Ainda na reunião do Comité Central da Frelimo, Nyusi reafirmou o compromisso do governo com a implementação do projecto de GNL na bacia do Rovuma. O presidente moçambicano prevê o início da produção de GNL no segundo semestre do ano através da plataforma flutuante offshore Coral Sul. Ele não mencionou especificamente a produção de GNL em terra no local de Afungi, sugerindo que suas opiniões se sobrepõem às da consultoria Eurasia, que diz ser improvável que a produção de GNL seja retomada nos próximos 12 meses devido à persistência dos ataques.

Falando a 27 de Maio, Nyusi disse que o governo ainda não autorizou o retorno das populações deslocadas às suas áreas de origem e não detalhou quando e em que circunstâncias os retornos terão irão acontecer. Ao contrário, Nyusi disse que assim como o povo não recebeu um “comando oficial” para deixar suas áreas de origem, ele não espera que eles esperem uma aprovação de seu governo para que retornem. Ele também pediu um maior envolvimento do Provedor da Justiça nos casos de violações por pessoas que retornam às suas áreas de origem. Nyusi falava em uma conferência que marcava os 10 anos do gabinete do Provedor da Justiça, estabelecido pela Constituição para defender os cidadãos contra o Estado. 

O Comandante-Geral da Polícia, Bernardino Rafael, anunciou o envio de inspectores de polícia para investigar casos de violações de direitos humanos cometidas por agentes da Unidade de Intervenção Rápida (UIR) em Cabo Delgado. Recentemente, moradores da vila de Macomia queixaram-se junto de Rafael de agressão e extorsão por parte das forças da UIR, e pediram sua retirada da área. As denúncias de agressões e maus tratos por parte da polícia moçambicana datam do início do conflito em Cabo Delgado e persistem até agora. Ao longo do mês passado, houve relatos de abusos por parte das FDS em Palma, Forças Locais em Macomia, e abusos recorrentes de militares em Pemba, capital de Cabo Delgado. A solução do problema exigirá uma abordagem estrutural e não reativa. No entanto, investigar casos particulares, como o caso de maus-tratos em Macomia, é um importante ponto de partida para restaurar a confiança das populações para com as autoridades governamentais. 

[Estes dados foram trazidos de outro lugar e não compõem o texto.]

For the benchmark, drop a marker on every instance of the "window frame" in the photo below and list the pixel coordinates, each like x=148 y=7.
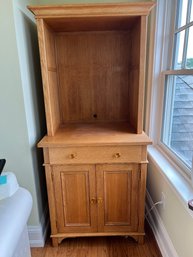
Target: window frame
x=159 y=65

As dificuldades das pessoas em pessoas deslocadas continuam a aumentar. Além da redução nas rações de alimentos, os deslocados viram seu poder de compra de alimentos diminuir devido ao aumento do custo de vida no país. As pessoas deslocadas que recebem senhas do Programa Alimentar Mundial (PAM) de 3.600 meticais (56 dólares) para recolha de alimentos nas lojas locais já não podem comprar a mesma quantidade de produtos que compravam há alguns meses. Essa situação provavelmente exacerbará a tendência de as pessoas retornarem às suas áreas de origem. Dados da matriz de monitoria de deslocamento da Organização Internacional para as Migrações (OIM) indicam que 97% dos deslocados relataram que sua principal necessidade é a alimentação, e que cerca de 2.097 deslocados retornaram às suas áreas de origem, e 1.036 chegaram aos centros de acomodação entre 11 e 17 de Maio.  

Em Nampula, o administrador do distrito de Rapale disse aos deslocados que não haveria mais ajuda alimentar. Se quiserem continuar a receber ajuda alimentar, devem dirigir-se ao maior centro de deslocados internos em Nampula, em Corane, distrito de Meconta.